State incentives According to Shah, production costs have gone up from earlier ₹20-40 lakh to about ₹80 lakh to ₹1 crore for a digital A-grade Gujarati movie, but the same is partially compensated by State incentives in terms of subsidy upto ₹50 lakh. In February, 2016 Gujarat government increased the subsidy amount from earlier maximum ₹5 lakh to ₹50 lakh with additional incentive of ₹5 crore to National award winning films.

“With government encouragement and latest technology now, there is good scope for better and more Gujarati movies. However, one year isnt enough to measure the success. This trend has to continue with increased acceptability from the audience,” said Mayursinh Jadeja, producer of Apne to Dhirubhai , which ran for 52 weeks in theatres in 2014.

The earning prospects are further improving with several films being considered for overseas rights and digital rights.

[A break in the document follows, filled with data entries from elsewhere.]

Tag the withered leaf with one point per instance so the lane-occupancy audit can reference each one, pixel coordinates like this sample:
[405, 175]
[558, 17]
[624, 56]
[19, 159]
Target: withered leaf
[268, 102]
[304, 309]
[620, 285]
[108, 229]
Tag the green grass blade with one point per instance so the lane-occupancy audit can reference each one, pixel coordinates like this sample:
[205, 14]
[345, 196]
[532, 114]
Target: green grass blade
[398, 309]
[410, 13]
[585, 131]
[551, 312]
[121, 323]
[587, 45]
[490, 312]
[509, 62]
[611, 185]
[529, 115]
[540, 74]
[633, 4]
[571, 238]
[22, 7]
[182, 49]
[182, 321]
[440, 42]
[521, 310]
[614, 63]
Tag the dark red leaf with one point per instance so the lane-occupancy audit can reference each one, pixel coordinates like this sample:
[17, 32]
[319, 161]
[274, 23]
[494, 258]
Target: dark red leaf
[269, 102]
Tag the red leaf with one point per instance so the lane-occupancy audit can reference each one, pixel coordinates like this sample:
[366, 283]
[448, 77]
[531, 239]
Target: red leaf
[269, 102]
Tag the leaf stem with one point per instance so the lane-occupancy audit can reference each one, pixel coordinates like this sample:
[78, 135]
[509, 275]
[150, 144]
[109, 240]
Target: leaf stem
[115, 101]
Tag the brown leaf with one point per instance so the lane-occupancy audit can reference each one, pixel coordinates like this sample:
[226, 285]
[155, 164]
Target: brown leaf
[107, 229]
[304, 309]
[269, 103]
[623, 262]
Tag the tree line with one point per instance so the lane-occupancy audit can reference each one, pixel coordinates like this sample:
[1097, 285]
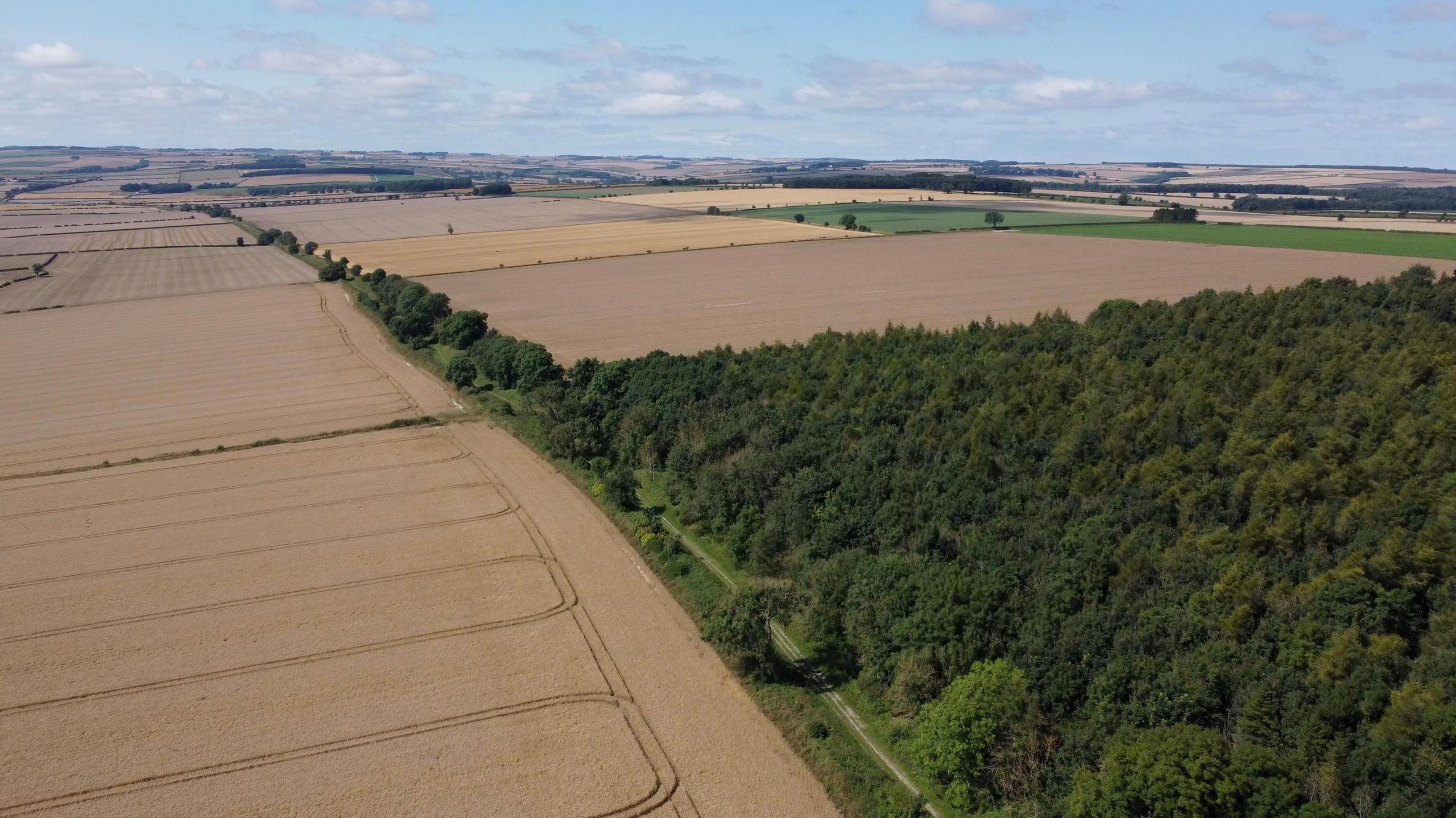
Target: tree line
[921, 181]
[1176, 559]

Challenges persist Meanwhile, the overall regional cinema continues to face challenges of uncertain profitability. As per the report, Tamil cinema produced 203 movies in 2015, but only 18 of that were profitable. Similarly, Telugu film industry, which produced India's highest grossing flick, Baahubali-The Beginning , had only 30 per cent of its 162 films profitable.

Shah maintained that for regional cinema’, the competition is not just Hindi movies, but also the easy and quick sources of entertainment on hand-held devices, which dissuade the youth from turning to a regional movie.